I know of at least two does and one buck killed.  One doe was taken by a member on the last day of muzzle loader season.

I harvested a buck on November 2d,  both sides of the antlers were broken, had four points left.   My wife harvested a mature doe on Monday November 3d.

All three were taken in the afternoon, just before dark.

REB


----------



## james hyde (Nov 30, 2008)

Hope it picks up on the north club, have spent a ton of time in the tree all season, don't need all the fingers of one hand to keep track of the number seen so far. Mostly very small does and 2 button heads.


----------



## CharrDad (Dec 4, 2008)

I'm headed to the H/A this weekend. I'll report back. I hope they are still rutting, cause so far I've not seen as many as I had hoped. Maybe this cold weather will have them up and moving.


----------



## james hyde (Dec 7, 2008)

Hey it's looking up for me, saw a nice 6 pointer Friday evening. Very happy to see him, got to watch him for about ten minutes, he was just snooping around. Should be a real good one by next year.


----------



## REB (Dec 19, 2008)

*Any Reports*

Has anyone anything to report for the past couple of weeks, how about for the season.  I know of three that were harvested on the Paradise Club.

Robert


----------



## Duckhawk (Dec 19, 2008)

james hyde said:


> Hope it picks up on the north club, have spent a ton of time in the tree all season, don't need all the fingers of one hand to keep track of the number seen so far. Mostly very small does and 2 button heads.

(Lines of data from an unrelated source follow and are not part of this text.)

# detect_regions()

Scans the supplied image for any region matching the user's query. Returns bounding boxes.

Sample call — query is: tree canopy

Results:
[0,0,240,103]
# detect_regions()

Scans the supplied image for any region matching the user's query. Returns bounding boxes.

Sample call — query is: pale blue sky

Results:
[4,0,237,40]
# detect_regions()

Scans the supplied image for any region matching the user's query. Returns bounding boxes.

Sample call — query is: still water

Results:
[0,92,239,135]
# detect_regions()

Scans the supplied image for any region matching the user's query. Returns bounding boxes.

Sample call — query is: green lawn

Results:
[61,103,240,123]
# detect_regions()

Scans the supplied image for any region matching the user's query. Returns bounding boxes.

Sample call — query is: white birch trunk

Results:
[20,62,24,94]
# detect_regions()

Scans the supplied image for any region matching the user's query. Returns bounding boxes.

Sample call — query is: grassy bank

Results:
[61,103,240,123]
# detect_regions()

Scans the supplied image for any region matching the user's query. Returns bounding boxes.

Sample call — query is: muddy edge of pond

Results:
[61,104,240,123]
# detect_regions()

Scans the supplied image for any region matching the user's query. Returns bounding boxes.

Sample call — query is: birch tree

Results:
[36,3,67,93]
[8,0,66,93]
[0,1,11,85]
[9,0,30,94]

I have a good friend who hunted that land last year. The 150Ac. and he said it was hard hunting, hardly any deer seen much less deer killed! Hope it works out for you! Good Luck!


----------



## james hyde (Dec 21, 2008)

I think the buck has jinxed me, have hunted every available hour since and have seen nothing else. There is no way a parcel of land that lays like that does not have deer on it in Franklin county! I,ll bet there are a bunch of deer using the property and we just have not been able to get on them yet. Hunting harder - not much time left!


----------



## electricanhunter (Dec 21, 2008)

*club*

anybody seen any turkeys on these clubs.

thanks chris


----------



## james hyde (Dec 21, 2008)

None, have seen a few tracks on the river road at the red spot and signs of scratching around some big white oaks. Plenty of owls.


----------



## CharrDad (Dec 31, 2008)

I've seen some turkey tracks over at H/A and found a few scattered feathers. I'm hoping there are a few birds around...I need to make amends for not harvesting a deer this season (we'll not yet, there's still Thursday.


----------



## electricanhunter (Mar 18, 2009)

*Gobbling*

Anybody hearing gobbling on any of these properties.


----------